Here’s what we came up with: Oxygen condenses to a liquid at -297 F. Which is also to say, liquid oxygen boils at -297 F. So anything beyond that and you’re drinking oxygen rather than breathing. At that point, the carbon dioxide has long since solidified and the nitrogen has liquefied, so presumably you can get pure oxygen– so you don’t have to breathe quite so much. Remarkably, the amount of energy needed to boil oxygen is about the same as the amount needed to bring it to body temperature. Assuming you need 6 lbs of oxygen a day, it’s about 5 calories per hour to boil oxygen, plus another 5 calories to bring it to room temperature. If you could figure out a technique for heating it up without getting frostbite, you could actually survive on liquid oxygen. You wouldn’t even lose much weight.
Of course, that’s a big if. You also need to get plenty of water, since there won’t be any in the air, and dry cells are more prone to frostbite. (Water stores a lot of heat.)
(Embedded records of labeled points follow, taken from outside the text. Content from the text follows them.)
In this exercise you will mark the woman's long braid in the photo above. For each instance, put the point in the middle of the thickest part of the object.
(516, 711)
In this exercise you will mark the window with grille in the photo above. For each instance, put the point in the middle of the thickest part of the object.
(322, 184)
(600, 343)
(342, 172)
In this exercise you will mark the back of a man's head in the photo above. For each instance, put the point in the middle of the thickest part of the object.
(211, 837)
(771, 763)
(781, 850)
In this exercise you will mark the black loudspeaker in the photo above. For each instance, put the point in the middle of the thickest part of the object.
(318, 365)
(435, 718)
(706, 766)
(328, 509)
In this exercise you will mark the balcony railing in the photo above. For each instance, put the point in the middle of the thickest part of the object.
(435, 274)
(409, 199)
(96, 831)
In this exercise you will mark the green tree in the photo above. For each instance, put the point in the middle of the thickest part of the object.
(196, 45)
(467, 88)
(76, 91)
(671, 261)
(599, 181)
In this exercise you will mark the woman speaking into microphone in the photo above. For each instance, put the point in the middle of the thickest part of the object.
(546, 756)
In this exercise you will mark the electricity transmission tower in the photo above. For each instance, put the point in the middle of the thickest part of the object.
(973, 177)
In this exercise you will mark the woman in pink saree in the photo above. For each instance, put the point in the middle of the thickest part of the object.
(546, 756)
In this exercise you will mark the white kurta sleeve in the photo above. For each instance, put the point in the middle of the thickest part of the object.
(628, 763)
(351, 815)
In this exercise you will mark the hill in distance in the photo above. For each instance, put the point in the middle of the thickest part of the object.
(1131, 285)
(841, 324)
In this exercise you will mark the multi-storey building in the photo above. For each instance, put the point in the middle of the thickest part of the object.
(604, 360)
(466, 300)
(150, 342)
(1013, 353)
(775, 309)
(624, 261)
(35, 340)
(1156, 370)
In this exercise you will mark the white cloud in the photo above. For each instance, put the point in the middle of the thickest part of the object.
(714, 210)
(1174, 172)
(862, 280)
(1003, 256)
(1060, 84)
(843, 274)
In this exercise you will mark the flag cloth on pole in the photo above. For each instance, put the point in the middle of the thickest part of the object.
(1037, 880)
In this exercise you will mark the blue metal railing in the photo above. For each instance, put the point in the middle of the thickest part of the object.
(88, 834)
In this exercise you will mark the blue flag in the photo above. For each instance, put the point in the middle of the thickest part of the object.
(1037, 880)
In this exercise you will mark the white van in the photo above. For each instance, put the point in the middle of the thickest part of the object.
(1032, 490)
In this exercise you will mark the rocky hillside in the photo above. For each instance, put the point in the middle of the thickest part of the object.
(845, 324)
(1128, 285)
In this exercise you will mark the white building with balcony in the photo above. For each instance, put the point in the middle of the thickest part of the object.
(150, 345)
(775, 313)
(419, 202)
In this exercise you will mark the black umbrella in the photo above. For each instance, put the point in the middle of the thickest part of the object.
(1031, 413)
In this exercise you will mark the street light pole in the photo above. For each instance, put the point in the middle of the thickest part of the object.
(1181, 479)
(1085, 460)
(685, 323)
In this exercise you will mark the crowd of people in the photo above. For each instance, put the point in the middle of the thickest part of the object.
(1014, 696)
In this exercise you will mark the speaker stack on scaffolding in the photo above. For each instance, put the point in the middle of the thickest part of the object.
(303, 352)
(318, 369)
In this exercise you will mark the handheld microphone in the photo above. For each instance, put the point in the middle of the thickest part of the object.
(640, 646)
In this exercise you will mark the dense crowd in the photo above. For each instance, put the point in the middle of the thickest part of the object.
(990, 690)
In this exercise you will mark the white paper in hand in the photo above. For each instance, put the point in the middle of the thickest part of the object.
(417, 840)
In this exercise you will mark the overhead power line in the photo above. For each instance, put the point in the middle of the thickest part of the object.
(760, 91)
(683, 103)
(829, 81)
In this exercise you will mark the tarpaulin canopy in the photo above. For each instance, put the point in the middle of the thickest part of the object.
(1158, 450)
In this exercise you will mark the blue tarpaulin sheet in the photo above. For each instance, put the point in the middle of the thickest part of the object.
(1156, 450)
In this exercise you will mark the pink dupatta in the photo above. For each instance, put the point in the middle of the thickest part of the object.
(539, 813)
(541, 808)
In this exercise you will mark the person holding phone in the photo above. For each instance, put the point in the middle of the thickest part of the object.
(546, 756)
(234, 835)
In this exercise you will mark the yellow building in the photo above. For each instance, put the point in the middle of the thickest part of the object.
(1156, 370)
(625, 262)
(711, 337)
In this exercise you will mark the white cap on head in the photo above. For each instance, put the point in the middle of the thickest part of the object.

What’s remarkable is that, under the right circumstances, a mammal could evolve to live in extreme cold by drinking liquid oxygen. I imagine something like a deer with a very specialized trunk for transferring heat to the oxygen. Perhaps it would even have sacks for storing liquid oxygen. It would have extremely high caloric requirements, not because of the oxygen, but because it would presumably need to melt its water and keep its body warm. (There are actually herd animals in Asia that get all their water from frost.)